First, curious as to how many folks on here remember sitting at and working on a 286 PC? Apparently very few. 386? 486? Pentium? And so on. Anyone ever work on an Apple II? Classic Mac? The first PowerPC Macs?
I have, on all of them. The evolution of the personal computer has not, in my opinion, always been great or useful. Personally I hated the first front-facing ports. Sloppy. Wires all over. Running everything from the back of the computer and strapping the cables together made for a much more pleasant workspace. And right there is the key; a workspace you can spend time at and not feel crowded or disorganized. As a very long-time IT professional and professional photographer my workspace is the key factor in deciding what hardware to get.

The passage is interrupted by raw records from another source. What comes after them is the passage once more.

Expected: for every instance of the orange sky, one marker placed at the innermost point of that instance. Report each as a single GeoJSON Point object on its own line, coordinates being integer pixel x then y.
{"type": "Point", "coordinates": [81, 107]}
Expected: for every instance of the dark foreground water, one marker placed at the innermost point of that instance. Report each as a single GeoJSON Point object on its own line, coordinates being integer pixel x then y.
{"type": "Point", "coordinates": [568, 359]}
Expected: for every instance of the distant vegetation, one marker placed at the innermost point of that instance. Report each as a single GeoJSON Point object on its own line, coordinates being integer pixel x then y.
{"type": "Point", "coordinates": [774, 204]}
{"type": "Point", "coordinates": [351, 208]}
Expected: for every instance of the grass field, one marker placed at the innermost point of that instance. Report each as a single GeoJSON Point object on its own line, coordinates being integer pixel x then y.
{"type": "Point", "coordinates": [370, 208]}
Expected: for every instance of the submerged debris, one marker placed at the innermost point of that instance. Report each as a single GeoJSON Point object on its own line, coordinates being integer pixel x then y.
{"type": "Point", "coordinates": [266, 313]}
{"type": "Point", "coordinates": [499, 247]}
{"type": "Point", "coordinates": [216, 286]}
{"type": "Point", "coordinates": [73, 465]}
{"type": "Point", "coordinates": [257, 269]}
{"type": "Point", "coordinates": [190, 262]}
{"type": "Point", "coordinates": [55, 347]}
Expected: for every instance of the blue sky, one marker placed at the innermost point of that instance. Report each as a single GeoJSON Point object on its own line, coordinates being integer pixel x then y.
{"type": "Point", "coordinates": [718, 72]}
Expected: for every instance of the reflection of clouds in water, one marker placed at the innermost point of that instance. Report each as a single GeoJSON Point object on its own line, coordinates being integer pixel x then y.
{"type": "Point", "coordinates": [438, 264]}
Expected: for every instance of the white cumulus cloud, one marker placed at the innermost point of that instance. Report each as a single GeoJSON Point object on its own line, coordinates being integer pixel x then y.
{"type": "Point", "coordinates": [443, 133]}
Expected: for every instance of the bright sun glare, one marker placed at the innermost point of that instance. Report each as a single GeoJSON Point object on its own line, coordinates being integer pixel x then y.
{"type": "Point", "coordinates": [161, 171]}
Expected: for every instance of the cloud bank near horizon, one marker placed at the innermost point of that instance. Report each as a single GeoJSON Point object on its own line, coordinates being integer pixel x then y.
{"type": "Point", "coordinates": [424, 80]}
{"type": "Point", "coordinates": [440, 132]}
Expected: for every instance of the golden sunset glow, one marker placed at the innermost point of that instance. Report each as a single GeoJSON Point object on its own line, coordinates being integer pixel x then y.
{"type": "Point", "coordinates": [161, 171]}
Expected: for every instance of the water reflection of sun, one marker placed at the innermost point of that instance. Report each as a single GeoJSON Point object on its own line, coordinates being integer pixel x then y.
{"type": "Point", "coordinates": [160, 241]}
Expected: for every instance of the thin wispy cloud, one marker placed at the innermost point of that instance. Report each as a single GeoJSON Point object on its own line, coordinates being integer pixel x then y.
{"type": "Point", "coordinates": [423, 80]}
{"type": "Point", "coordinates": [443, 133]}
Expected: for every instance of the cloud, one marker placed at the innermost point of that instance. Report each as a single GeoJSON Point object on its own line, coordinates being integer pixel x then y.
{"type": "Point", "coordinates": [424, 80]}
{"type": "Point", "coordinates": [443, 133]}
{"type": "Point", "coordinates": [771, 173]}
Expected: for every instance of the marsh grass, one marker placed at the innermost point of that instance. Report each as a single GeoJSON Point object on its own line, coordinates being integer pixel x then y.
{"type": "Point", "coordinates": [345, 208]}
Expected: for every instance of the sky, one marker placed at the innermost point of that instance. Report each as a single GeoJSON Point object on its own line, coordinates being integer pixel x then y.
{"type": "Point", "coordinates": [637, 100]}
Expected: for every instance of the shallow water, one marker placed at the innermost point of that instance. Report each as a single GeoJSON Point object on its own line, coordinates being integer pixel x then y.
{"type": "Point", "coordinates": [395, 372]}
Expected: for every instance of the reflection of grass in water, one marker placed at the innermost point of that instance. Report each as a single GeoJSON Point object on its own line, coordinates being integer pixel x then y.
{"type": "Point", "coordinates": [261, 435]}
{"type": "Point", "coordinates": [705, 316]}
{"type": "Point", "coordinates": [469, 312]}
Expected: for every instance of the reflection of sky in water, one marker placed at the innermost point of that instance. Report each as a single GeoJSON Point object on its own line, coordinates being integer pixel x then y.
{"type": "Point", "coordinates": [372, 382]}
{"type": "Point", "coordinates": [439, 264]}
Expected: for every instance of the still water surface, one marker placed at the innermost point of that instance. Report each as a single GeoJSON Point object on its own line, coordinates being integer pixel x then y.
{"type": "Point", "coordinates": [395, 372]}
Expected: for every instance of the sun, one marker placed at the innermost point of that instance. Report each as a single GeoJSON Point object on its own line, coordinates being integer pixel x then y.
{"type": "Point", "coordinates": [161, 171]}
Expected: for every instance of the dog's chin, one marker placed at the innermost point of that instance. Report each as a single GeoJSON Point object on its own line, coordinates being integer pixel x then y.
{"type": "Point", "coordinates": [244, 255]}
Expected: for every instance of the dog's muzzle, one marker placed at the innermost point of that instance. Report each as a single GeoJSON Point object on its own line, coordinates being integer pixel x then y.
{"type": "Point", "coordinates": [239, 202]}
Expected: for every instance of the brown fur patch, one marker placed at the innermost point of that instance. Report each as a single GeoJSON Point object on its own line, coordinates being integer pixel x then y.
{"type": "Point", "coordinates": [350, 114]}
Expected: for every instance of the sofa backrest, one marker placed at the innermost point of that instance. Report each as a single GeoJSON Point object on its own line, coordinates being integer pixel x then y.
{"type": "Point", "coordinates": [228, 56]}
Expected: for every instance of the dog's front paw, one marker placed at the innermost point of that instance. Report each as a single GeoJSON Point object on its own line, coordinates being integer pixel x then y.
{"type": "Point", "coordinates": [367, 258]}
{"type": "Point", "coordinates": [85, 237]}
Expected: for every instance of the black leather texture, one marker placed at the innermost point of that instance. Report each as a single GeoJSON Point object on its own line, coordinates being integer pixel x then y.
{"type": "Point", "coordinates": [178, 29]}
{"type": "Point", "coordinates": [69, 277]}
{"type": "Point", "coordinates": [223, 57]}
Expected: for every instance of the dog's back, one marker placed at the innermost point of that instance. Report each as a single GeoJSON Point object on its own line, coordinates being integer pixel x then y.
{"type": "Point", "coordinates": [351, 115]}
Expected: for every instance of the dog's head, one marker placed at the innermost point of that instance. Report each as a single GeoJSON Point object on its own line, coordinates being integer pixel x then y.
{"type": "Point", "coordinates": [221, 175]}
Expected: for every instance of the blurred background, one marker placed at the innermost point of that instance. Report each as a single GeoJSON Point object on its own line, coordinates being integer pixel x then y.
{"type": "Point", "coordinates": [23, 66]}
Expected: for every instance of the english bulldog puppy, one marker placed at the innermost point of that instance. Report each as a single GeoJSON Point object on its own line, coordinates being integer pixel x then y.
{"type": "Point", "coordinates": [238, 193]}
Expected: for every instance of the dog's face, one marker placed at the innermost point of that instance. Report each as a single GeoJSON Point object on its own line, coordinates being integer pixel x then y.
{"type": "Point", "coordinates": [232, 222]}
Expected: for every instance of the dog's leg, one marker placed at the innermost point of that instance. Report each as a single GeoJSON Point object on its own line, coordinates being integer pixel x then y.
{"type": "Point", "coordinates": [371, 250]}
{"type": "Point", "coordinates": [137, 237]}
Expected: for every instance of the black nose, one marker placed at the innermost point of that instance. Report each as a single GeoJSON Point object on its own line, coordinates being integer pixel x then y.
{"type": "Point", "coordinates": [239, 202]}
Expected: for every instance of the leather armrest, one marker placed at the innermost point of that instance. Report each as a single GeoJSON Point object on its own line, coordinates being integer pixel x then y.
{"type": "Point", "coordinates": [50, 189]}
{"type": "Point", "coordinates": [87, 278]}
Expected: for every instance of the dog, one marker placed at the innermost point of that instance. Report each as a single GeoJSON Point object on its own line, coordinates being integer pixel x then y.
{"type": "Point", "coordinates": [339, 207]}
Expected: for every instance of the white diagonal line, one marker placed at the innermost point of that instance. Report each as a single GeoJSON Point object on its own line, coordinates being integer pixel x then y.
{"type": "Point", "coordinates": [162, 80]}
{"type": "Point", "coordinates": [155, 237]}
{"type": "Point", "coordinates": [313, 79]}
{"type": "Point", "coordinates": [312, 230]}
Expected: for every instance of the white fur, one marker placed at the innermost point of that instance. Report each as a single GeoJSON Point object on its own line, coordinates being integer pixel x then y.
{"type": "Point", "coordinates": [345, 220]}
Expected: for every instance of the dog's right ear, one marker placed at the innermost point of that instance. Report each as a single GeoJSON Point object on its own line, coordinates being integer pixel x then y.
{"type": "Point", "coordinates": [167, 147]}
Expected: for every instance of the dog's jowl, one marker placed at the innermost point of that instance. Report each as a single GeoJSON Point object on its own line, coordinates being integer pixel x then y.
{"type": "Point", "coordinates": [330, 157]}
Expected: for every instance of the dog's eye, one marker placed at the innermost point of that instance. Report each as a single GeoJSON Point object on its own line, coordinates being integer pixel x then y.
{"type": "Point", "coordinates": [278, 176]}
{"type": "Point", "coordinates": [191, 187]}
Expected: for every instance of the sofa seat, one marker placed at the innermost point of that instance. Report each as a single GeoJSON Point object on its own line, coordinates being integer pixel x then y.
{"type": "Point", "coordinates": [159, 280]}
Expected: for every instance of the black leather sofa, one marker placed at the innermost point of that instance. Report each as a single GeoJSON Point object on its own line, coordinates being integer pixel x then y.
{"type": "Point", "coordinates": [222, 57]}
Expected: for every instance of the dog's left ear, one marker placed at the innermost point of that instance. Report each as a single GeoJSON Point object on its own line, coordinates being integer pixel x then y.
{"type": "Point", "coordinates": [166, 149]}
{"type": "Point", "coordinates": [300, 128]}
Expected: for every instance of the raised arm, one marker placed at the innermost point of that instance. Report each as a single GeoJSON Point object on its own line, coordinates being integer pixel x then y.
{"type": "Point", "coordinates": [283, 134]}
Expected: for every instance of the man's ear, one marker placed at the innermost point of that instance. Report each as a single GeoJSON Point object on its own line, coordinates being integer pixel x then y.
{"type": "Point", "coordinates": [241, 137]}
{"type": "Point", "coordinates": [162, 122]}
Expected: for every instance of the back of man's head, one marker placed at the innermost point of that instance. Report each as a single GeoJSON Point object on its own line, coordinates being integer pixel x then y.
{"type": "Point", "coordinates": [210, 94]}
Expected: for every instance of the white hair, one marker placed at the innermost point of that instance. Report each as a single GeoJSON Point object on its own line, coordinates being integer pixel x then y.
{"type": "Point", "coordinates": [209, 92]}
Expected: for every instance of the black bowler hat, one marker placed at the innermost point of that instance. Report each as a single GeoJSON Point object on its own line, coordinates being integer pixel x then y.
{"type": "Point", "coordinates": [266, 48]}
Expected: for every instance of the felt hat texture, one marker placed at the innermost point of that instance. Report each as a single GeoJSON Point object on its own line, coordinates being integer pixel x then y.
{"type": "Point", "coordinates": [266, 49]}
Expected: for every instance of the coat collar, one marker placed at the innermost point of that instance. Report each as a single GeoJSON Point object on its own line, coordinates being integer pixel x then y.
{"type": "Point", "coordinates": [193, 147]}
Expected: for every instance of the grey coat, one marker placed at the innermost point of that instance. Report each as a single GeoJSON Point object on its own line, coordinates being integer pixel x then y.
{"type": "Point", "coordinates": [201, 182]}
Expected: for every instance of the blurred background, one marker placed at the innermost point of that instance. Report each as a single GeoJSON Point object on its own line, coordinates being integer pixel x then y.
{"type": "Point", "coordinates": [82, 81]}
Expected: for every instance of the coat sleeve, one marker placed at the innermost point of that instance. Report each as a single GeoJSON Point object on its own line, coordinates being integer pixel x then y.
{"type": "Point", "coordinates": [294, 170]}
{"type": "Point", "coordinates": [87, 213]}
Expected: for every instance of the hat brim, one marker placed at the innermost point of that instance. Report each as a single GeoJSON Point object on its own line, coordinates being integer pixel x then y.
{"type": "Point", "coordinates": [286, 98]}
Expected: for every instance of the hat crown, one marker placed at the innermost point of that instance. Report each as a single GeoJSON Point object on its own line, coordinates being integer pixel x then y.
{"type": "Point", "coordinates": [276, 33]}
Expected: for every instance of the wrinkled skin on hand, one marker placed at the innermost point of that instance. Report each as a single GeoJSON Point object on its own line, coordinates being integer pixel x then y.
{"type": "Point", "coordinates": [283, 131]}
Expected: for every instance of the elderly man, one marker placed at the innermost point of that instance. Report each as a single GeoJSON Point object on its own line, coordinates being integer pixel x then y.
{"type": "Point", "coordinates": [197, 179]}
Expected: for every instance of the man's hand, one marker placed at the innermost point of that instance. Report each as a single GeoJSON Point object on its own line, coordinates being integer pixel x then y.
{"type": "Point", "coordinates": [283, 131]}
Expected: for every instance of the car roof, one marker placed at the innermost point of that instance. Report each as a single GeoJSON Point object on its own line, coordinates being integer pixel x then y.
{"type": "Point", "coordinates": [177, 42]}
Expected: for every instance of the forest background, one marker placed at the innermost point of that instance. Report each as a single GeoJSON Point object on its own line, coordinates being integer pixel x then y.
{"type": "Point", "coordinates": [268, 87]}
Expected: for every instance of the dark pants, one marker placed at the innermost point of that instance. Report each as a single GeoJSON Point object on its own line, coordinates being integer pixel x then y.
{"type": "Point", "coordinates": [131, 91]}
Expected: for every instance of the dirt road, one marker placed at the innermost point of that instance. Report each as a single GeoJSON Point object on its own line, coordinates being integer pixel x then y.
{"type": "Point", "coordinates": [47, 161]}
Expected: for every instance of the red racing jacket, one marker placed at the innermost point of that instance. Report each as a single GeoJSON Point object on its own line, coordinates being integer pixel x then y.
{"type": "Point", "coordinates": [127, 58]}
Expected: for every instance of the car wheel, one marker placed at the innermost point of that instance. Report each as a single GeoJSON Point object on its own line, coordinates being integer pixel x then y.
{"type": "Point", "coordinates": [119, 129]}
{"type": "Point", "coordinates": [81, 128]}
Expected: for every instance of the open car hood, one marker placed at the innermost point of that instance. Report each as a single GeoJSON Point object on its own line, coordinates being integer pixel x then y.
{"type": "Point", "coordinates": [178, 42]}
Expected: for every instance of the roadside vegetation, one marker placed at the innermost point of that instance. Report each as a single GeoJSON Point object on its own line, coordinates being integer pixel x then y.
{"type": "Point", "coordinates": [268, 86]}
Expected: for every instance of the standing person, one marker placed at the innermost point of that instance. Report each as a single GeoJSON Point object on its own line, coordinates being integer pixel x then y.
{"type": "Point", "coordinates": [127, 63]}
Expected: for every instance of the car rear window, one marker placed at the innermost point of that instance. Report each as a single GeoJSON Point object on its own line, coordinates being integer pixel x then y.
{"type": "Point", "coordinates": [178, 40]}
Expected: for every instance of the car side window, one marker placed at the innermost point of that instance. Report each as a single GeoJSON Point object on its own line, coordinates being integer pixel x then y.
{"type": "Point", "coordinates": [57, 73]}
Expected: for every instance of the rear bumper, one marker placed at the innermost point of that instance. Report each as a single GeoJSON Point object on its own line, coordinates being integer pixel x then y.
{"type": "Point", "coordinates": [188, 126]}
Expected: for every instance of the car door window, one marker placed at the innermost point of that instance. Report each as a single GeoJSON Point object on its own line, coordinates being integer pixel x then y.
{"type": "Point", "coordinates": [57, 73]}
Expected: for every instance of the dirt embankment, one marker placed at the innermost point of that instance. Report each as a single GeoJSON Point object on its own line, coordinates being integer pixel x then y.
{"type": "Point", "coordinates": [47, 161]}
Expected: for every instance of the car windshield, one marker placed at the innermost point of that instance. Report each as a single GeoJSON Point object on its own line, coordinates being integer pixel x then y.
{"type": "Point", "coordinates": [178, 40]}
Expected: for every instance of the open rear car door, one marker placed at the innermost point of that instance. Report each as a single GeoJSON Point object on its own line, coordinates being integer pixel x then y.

I have had all versions of the iMacs, and laptops, and I have never once found myself inconvenienced with ports on the back.
I work in IT, have for over 25 years, what am I missing that would cause people to have to constantly swap devices and cables and plugs? Good lord. On that issue, you simply suffer from poor planning and a poor purchase. I have several DVD drives, multi card readers, five external drives, two iPads and an iPhone, Wacom tablet, two printers (standard and high-end photo printer), and a film scanner. I move nothing. I unplug/replug nothing. Never have to. Everything is gently tucked away behind or off to the side. No cables staring me in the face and I am able to function with no disgruntlement about having to reach here or there.
The amount of whining I read each day is astounding. Instead of griping about a computer and what it doesn't have for you, or how it doesn't or won't work for you, plan out your purchase. Buy what you need, not what you want. The new iMacs are stunning, a proper evolution of design, and they work just fine for those who need them. My rMBP excels, but if I needed what a Lenovo or HP offered I would have bought that. Maybe those of us who purchase based on need over pure want are a dying breed.
Getting worked up over having to reach around the back of a computer... Would that everyone's life was so trouble-free as to have that magnificent insurmountable inconvenience as the sole belly ache of the day.
Buy a damn hub and suck it up. And as for the headphone problem, go to the store and get a three inch plug adapter, plug it in and let it dangle. Barely noticeable. Plug your headphones into that. No reaching. Trust me, it can be done.